Cruzaram por mim num sinal fechado, apressados.
Chamaram tanto a minha atenção que me virei para observá-los melhor. Eram, sem
dúvida, pai e filha, pela semelhança entre os dois. Semelhança, mas não a de traços fisionômicos.
Havia uma parecença que os identificava. Alguma coisa para além, mais sutil,
mais similar do que os olhos, boca ou nariz.
E, ao
percebê-los assim, partilhando de uma caminhada tão cúmplice, me vi voltando no
tempo e relembrando das vezes em que fiz o mesmo na companhia do meu pai.
Aliás,
dizem que me pareço muito com ele, talvez por essa mesma impressão que me
causaram os transeuntes, essa semelhança que ultrapassa o visível.
O que
nos torna semelhantes aos nossos ascendentes e descendentes são os trejeitos, o
modo de olhar, as expressões faciais. Aquela identidade que paira no ar, nos
gestos e através deles. A semelhança do amor, pelo amor, para o amor.
Perdi
meu pai num trágico acidente, mas não me perdi de mim mesma, apesar de
mergulhada num mar de saudade. Graças a
tudo que aprendi com esse grande personagem (os que o conheceram sabem quão
extraordinário ele era), fui capaz de transmitir aos meus filhos o pleno
sentido da paternidade.
Nesse
domingo dedicado aos PAIS, homenageio o meu pai com uma caminhada de regresso a
nossa última conversa. A conversa da
despedida e, nenhum de nós, suspeitava que seria a derradeira vez.
A
conversa foi por telefone, mas eu o via através da distância, com o sorriso
largo, o olhar compreensivo, a sabedoria e perspicácia escorrendo de cada
palavra.
Era
agosto. O dia dos pais fora no domingo anterior.
Ele
queria saber como eu estava; perguntou sobre cada um dos três netos e ouviu
minha narração sobre as atividades deles na escola, as travessuras e todas as
coisas que as mães costumam comentar a respeito da prole. E dava risadas, faceiro.
Quase
ao final do telefonema, comentei que havia esperado por ele para dar o abraço
pela data comemorativa do dia dos pais. Ele explicou que a escala de vôo o
tinha impedido de ir nos visitar pela escassez de tempo, mas que naquela semana
ele iria a Rio Bonito, cidade onde eu residia na época.
Então,
e não me perguntem a razão porque é inexplicável, falei: - Papai, tenho um presente aqui guardado te esperando. É muito simples,
mas acho que vais gostar. Tu mereces tudo e, por mais que eu queira, nunca
poderei te agradecer por tudo que fizeste e fazes por mim, desde que nasci. És
um pai maravilhoso. Tudo o que sou devo a ti e ao que me ensinaste. Eu te amo
muito, papai, e agradeço a Deus ter me dado um pai assim.

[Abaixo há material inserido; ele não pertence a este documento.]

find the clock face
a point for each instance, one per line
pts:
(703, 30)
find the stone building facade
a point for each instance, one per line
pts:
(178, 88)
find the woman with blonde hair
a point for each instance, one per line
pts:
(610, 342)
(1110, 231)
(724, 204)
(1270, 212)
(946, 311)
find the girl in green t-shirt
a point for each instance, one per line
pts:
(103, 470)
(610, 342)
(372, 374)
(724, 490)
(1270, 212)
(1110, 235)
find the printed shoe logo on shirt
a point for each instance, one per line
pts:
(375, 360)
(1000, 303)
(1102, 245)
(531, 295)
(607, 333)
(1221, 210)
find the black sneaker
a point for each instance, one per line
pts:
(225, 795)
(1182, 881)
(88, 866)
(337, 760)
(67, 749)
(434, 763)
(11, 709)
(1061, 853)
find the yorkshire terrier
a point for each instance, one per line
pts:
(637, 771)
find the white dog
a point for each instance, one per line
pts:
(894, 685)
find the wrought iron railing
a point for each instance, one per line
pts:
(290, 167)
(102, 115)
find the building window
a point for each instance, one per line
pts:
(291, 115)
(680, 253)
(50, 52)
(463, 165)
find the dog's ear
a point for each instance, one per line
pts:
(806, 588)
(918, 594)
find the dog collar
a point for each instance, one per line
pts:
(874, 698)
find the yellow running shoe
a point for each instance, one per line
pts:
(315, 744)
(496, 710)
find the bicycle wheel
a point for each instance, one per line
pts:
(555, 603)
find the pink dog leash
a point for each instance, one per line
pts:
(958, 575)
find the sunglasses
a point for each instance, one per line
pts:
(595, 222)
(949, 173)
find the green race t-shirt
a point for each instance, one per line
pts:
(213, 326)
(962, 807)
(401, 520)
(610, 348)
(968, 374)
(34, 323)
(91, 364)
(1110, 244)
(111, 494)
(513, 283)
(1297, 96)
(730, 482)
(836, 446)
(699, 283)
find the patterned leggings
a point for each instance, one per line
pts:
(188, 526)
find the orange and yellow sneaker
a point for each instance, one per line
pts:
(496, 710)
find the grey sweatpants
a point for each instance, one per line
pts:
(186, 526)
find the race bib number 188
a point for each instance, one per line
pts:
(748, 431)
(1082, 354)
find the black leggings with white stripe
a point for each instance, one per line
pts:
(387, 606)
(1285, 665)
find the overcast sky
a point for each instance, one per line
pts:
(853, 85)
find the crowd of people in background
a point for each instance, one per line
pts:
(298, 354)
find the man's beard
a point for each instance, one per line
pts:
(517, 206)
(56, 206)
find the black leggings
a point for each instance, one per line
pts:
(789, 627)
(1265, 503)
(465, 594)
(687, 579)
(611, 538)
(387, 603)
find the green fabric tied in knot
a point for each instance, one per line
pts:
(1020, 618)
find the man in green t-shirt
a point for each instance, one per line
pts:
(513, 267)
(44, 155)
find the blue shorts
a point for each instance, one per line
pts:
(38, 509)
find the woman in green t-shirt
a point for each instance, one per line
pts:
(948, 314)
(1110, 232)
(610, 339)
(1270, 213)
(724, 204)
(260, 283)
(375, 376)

Pude ouvir a emoção dele misturada a minha
emoção. Ele riu e disse: Que bobagem, menina! Mas te agradeço todo
esse carinho. No próximo vôo passarei pelo Rio e irei até Rio Bonito. Cuida bem
das crianças e te cuida também. Um beijo, minha filha.
Desliguei
o telefone sorrindo e satisfeita por ter dito cada palavra que viera do fundo
do coração. O mesmo coração que
estremeceu na noite seguinte com outro telefonema. O aviso do acidente que
provocou a morte do meu pai.
Deus
tem o hábito de nos proporcionar momentos únicos e indescritíveis. E, por
certo, aquele telefonema entre pai e filha foi um deles. Pude dar adeus de uma
maneira plena de ternura. Delicadeza de Deus.
Hoje,
comemoro o dia dos PAIS, orgulhosa e cheia de alegria pelos meus filhos, que
são pais tão especiais, dedicados e exemplares como o foi o avô deles. Semelhanças
que só o AMOR define.
Parabéns,
meus filhos, pelo dia que os tornou pais e os faz embaixadores do afeto
essencial, multiplicado através das gerações.